Ia juga mengatakan, bahwa di dua negara tersebut bahkan ada program monitoring. “Misalnya, korban diberikan santunan untuk hidup selama 10 tahun. Nanti 10 tahun kemudian, pemerintah akan meninjau korban dan mencari tahu, apakah santunan yang diberikan cukup, dan bagaimana kehidupan korban saat ini,” tuturnya.
Menurutnya, kondisi di Indonesia masih jauh dari harapan. Meski saat kejadian korban bisa bebas dari biaya rumah sakit atau pengobatan, namun sisanya korban masih perlu berjuang. Apalagi porsi UU Terorisme lebih banyak ke pelaku, bukan korban.
“Di sini, untuk bisa mendapatkan kompensasi, harus menunggu amar putusan dari pengadilan,” ujar Sucipto. Akibatnya, kata Sucipto, dari ratusan korban bom Bali, baru sekitar 26 orang yang mendapat dana kompensasi. Sementara dari korban bom Marriot atau bom lain di Jakarta, baru empat orang yang bisa mendapatkan dana kompensasi.
“Kalau di luar negeri, korban diperlakukan cepat. Seluruh kementerian turun membantu korban. Proses status korban dipersingkat, tanpa melalui pengadilan. Jadi korban juga segera tertangani tanpa menunggu putusan pengadilan,” kata Sucipto.
Ia pun mengaku bingung, mengapa pelaku teror kini malah bisa tampil seperti selebriti, sementara korban justru berjuang menghadapi hidupnya sendiri. “Mungkin ini bukan sekedar kompensasi ya, tapi perlakuan yang adil dan manusiawi,” katanya menambahkan.
Namun Hasibullah Satrawi, Direktur Aliansi Indonesia Damai atau AIDA, sebuah LSM yang bergerak dalam bidang penanganan dan pendampingan korban terorisme, memiliki sudut pandang yang berbeda dengan Sucipto. Saat diwawancara oleh VIVA.co.id melalui telpon, Hasibullah mengatakan, saat ini penanganan korban terorisme adalah isu global karena nyaris semua negara masih memiliki nilai minus untuk menangani korban.
“Kalaupun ada negara yang terlihat sudah bagus, itu lebih karena sistem jaminan sosial di negara tersebut sudah berjalan dengan baik,” ujar Hasibullah. Ia lalu mencontohkan bagaimana Amerika Serikat saat ini juga berjuang untuk keberpihakan pada korban.
“UU Amerika yang baru soal terorisme itu ditolak Obama, namun disetujui Kongres. Dalam UU itu, warga Amerika yang merasa dirugikan oleh kasus terorisme boleh mengajukan gugatan hukum dan menuntut negara yang warganya terbukti paling banyak jadi teroris.

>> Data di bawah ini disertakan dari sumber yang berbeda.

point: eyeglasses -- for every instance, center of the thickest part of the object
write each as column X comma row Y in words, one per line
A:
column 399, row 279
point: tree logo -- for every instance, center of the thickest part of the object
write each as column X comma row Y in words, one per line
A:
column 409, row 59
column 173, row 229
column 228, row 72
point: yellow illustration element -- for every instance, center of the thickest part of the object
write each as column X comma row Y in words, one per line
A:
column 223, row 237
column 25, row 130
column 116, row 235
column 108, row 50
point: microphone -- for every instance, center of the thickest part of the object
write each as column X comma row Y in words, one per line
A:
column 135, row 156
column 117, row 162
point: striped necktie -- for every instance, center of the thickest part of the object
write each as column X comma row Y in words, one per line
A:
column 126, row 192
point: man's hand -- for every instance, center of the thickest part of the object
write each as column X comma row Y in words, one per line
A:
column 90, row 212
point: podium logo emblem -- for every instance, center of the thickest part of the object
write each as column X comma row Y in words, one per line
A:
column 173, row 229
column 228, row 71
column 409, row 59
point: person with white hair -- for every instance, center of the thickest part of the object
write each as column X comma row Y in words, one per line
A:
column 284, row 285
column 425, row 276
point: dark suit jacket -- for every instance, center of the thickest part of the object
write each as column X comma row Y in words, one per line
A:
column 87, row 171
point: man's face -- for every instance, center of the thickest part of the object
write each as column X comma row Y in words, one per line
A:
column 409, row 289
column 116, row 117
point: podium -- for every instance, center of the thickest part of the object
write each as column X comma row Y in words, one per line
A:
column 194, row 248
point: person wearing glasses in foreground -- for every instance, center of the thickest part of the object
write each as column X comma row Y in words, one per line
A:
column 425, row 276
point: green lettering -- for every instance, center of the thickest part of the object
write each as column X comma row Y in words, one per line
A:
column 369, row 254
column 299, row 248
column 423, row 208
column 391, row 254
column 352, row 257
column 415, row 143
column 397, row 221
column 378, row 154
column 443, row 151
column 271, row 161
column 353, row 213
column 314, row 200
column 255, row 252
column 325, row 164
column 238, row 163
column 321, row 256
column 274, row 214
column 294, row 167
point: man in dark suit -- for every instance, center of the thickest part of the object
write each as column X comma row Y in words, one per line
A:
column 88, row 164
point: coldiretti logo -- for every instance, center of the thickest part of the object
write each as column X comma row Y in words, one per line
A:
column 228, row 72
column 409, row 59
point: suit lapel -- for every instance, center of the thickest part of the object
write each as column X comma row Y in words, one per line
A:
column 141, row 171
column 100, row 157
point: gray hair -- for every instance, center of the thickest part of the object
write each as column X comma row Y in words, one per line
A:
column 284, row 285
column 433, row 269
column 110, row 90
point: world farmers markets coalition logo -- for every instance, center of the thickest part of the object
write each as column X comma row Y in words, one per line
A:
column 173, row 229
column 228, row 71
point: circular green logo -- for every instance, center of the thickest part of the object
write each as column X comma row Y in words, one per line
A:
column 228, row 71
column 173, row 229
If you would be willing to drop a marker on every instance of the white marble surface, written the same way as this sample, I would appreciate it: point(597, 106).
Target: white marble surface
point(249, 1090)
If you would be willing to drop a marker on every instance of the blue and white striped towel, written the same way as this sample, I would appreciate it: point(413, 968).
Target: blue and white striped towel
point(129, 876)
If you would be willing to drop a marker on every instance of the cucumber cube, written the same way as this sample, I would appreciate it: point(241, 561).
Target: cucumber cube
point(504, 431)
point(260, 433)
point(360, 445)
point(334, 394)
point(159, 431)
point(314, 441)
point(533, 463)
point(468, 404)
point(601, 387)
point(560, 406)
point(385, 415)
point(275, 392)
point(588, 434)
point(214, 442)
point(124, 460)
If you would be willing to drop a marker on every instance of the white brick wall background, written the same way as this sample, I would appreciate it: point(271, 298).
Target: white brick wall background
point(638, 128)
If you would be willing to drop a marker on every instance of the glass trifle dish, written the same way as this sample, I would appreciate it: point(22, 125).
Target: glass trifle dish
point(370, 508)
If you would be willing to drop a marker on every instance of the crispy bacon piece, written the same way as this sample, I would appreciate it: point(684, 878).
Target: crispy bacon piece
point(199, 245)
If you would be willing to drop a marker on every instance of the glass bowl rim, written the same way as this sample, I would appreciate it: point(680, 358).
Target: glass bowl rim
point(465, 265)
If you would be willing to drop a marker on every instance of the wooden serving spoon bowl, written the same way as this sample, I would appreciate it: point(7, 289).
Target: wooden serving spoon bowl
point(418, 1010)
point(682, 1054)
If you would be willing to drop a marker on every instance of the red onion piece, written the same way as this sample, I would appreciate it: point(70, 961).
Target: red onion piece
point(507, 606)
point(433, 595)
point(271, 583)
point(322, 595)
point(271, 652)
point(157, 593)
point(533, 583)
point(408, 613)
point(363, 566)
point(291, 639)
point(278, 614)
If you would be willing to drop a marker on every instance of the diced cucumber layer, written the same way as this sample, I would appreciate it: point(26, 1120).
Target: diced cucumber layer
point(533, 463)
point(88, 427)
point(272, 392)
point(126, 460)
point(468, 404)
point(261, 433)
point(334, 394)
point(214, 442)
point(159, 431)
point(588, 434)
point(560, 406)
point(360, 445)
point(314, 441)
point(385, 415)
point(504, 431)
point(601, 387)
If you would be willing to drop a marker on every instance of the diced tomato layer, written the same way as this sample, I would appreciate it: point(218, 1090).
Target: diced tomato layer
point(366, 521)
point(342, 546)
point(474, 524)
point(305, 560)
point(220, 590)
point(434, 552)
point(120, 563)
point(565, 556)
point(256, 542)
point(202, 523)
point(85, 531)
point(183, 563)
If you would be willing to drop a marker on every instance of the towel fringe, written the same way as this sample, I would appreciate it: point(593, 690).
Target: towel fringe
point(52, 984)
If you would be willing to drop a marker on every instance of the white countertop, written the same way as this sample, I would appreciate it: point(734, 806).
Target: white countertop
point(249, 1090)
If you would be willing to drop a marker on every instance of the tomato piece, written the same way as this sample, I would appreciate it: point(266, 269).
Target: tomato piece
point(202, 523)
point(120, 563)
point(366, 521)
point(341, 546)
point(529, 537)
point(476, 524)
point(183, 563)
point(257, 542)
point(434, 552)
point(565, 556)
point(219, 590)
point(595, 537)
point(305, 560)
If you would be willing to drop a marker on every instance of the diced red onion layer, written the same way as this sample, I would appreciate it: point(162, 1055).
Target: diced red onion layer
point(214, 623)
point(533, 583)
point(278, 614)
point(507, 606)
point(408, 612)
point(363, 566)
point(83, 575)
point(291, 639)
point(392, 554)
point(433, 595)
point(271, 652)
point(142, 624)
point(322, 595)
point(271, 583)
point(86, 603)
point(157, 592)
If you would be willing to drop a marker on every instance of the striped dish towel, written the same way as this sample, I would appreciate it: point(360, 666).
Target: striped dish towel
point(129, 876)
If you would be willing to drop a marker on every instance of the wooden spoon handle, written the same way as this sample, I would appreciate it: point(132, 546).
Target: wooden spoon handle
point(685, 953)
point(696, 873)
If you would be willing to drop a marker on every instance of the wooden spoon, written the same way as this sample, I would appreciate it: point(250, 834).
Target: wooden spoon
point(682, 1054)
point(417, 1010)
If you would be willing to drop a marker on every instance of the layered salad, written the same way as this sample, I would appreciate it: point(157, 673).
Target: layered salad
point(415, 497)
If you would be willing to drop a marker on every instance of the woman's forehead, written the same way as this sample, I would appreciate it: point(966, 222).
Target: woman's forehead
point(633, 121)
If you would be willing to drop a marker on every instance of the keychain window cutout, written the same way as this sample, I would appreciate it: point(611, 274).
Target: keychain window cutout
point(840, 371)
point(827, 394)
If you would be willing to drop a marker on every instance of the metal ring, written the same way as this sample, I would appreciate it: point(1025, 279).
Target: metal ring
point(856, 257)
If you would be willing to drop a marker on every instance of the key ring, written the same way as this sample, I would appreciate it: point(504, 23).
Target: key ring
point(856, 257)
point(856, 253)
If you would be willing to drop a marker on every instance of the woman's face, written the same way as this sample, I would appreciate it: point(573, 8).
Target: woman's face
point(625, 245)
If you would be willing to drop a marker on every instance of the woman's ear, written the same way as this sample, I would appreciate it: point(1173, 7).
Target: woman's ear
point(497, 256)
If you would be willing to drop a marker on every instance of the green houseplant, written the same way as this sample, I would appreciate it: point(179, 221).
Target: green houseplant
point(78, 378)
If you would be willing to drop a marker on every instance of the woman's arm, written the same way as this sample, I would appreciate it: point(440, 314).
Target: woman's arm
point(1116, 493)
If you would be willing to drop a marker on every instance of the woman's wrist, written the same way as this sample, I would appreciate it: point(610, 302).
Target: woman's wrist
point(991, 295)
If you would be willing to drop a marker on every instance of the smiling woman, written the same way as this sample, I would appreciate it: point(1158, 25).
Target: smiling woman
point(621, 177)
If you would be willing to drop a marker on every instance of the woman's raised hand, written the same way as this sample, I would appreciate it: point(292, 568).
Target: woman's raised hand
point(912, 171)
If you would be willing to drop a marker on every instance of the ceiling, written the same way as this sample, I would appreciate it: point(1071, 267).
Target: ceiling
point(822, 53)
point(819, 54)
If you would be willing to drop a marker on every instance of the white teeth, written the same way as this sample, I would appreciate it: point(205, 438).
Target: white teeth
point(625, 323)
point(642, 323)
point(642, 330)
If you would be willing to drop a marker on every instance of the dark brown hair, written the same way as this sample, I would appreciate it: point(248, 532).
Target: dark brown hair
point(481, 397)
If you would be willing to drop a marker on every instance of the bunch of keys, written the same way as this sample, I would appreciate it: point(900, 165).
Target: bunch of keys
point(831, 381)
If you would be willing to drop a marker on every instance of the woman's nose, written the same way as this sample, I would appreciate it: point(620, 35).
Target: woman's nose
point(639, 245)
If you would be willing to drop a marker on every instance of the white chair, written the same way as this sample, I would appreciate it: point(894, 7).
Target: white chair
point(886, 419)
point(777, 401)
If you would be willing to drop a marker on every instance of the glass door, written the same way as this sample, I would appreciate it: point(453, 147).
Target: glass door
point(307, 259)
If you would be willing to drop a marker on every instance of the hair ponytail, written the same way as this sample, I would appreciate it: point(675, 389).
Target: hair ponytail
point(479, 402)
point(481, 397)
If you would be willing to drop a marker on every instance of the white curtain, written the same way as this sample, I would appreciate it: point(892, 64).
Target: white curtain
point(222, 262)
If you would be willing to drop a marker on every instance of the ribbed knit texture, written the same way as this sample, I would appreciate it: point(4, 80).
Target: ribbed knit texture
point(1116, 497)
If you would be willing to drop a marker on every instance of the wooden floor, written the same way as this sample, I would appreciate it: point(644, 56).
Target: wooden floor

Dalam kasus 9 September, warga AS boleh menggugat pemerintah Saudi karena para pendiri Al Qaeda berasal dari negara tersebut. Jika itu dilakukan, jelas berpotensi mengganggu hubungan AS dan Saudi. Itu sebabnya Obama tak setuju. Namun jika dilihat dari sisi korban, sikap itu jelas menguntungkan korban,” ujarnya.
Penanganan korban bom di negara maju memang layak membuat iri korban dari negara lain. Namun seperti yang disampaikan oleh Hasibullah, sistem dalam negara maju sudah stabil, termasuk sistem jaminan sosial. Meski menerima kompensasi layak dan perlakuan yang manusiawi, bukan berarti para penyintas atau korban yang berjuang hidup itu bisa menjalani kehidupannya seperti sebelum terjadi ledakan.
Karena, jika itu terjadi, mungkin keluarga Nohemi Gonzalez tak perlu menuntut Facebook, Twitter, dan Google. Hentikan sebaran pemikiran radikal, sehingga terorisme dan ledakan bom itu juga berhenti. Itu saja harapan mereka.
(ren)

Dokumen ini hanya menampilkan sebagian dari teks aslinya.